Inoltre per il participio presente e perfetto ci si è soffermati sul costrutto sintattico dell’ablativo assoluto e anche in questo caso si è sottolineata la permanenza del latino nell’italiano nelle espressioni: obtorto collo, omissis, che hanno mantenuto la forma originaria, nonostante (non obstante), viceversa (vice versa), detto questo, data la situazione, fatto salvo, vita natural durante, assenti gli studenti, eccezion fatta, ecc., che nel trasferimento nell’italiano hanno mantenuto la struttura sintattica originaria del costrutto latino.

GERUNDIO E GERUNDIVO

Si è ripetuta la stessa modalità operativa anche nel momento in cui si sono affrontati il gerundio e il gerundivo.

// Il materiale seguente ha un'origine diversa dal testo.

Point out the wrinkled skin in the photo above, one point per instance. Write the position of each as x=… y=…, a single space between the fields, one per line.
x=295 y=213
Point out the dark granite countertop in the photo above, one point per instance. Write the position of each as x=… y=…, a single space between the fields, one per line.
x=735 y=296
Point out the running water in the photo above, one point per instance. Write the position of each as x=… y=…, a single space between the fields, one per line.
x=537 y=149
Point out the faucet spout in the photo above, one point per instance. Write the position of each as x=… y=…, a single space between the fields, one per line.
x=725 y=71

In questo caso si è evidenziato il fatto che non vi sia corrispondenza tra il gerundio latino e quello italiano e si è specificata la natura di nome verbale del gerundio latino, una sorta di declinazione dell’infinito usato in funzione nominale, cioè come un vero e proprio sostantivo, e il suo valore attivo. Vista la formazione, si è rilevato che per il gerundio, come anche per il gerundivo, un aggettivo verbale di valore passivo, si parte dal tema del presente e si aggiungono, nel caso del gerundio le terminazioni -andi, -ando, -andum, -ando,  -endi .-iendi ecc. per i casi genitivo, dativo, accusativo e ablativo, nel caso del gerundivo le uscite -ndus,  -nda,   -ndum, che concordano in genere, numero e caso con il sostantivo a cui esso si riferisce. Si è sottolineato che anche riguardo al gerundivo non c’è una forma corrispondente nella coniugazione verbale italiana, pertanto viene reso con una perifrasi che esprime l’idea di dovere o di necessità.

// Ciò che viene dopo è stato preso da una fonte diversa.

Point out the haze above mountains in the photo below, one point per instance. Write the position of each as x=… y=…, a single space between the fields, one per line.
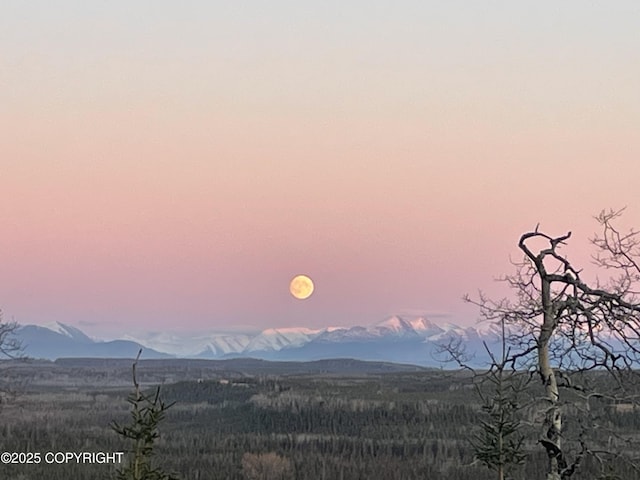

A questo punto gli studenti hanno individuato la permanenza nella nostra lingua di forme riconducibili alla matrice latina e, a parte le espressioni che sono state trasferite nella loro forma originaria come modus vivendi, modus operandi, addendum, memorandum, referendum, hanno segnalato i seguenti esempi: addendo, agenda, bevanda, dividendo, educanda, faccenda, laureanda, legenda, locanda, maturando, merenda, minuendo, mutande, reverendo, sottraendo ecc.

Il fatto di far soffermare su questa continuità gli studenti, impegnati nella ricerca di termini collegabili al participio a al gerundio e gerundivo, ha consentito loro di essere più consapevoli della “vitalità” del latino e di quanto la sua conoscenza costituisca uno strumento essenziale per approfondire meglio la propria lingua e la propria cultura.

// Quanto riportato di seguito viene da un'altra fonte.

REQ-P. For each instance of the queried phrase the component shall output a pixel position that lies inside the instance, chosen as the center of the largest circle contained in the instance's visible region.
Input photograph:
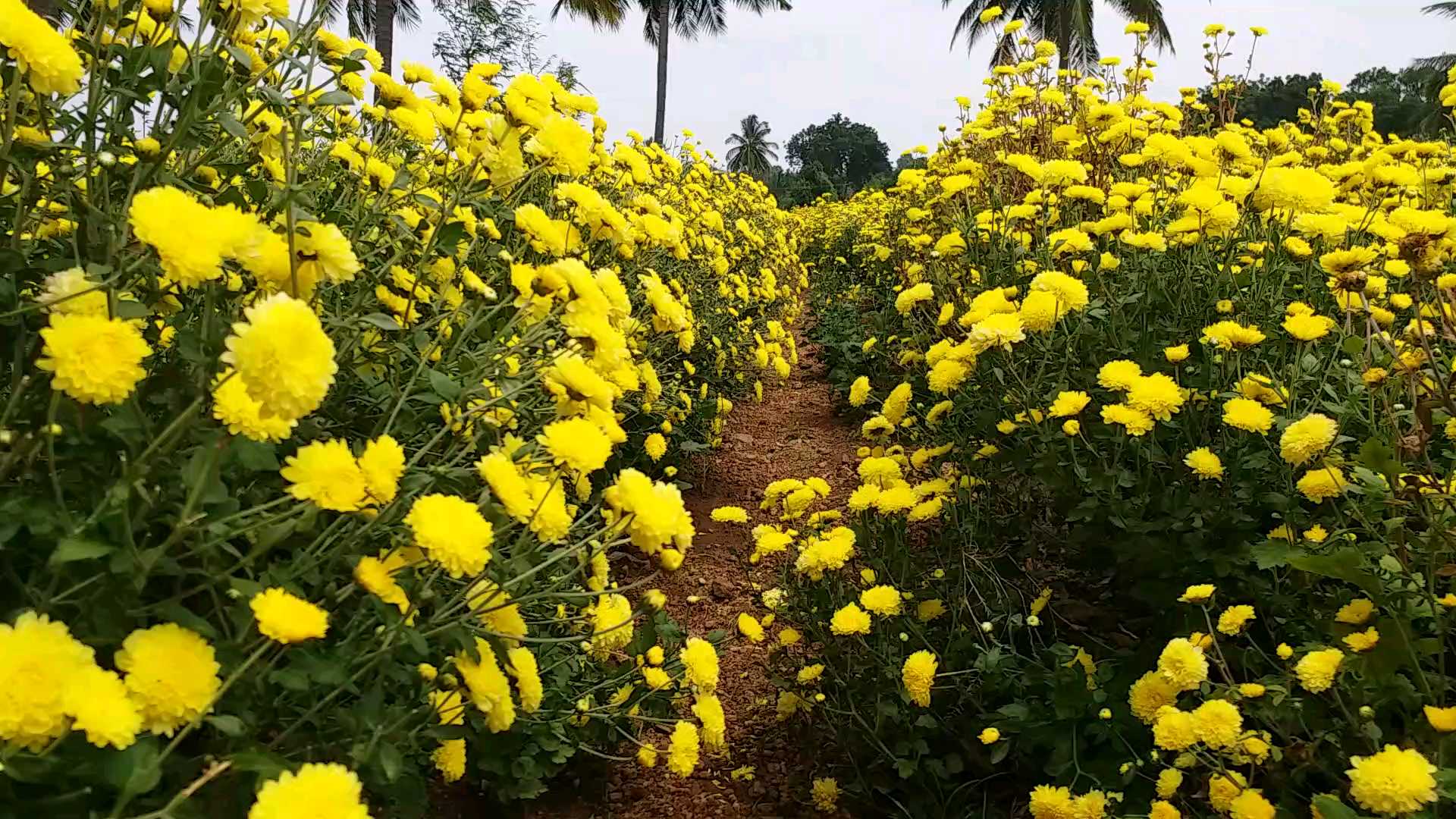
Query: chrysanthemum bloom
(1356, 613)
(452, 532)
(171, 673)
(1218, 723)
(1440, 719)
(824, 793)
(1197, 594)
(1248, 416)
(647, 757)
(701, 664)
(881, 599)
(1183, 665)
(682, 751)
(654, 512)
(946, 376)
(38, 662)
(1392, 781)
(242, 414)
(1308, 327)
(287, 618)
(283, 356)
(1316, 670)
(449, 758)
(710, 711)
(1363, 640)
(490, 689)
(318, 790)
(1204, 464)
(918, 676)
(1134, 422)
(1163, 809)
(1050, 802)
(1069, 404)
(1119, 376)
(1323, 483)
(49, 61)
(93, 359)
(750, 627)
(327, 474)
(1174, 729)
(1168, 781)
(730, 515)
(1308, 438)
(1235, 618)
(1155, 394)
(849, 620)
(654, 447)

L’esperienzaeffettuata ha dato dei buoni risultati e gli alunni, che in un primo momento hanno mostrato dubbi e perplessità di fronte all’esercizio che era loro richiesto, poi si sono quasi divertiti a trovare più termini possibili che facessero loro toccare con mano la vicinanza di quella lingua inizialmente sentita distante, di cui hanno rivalutato l’utilità per compiere una riflessione sulla propria lingua.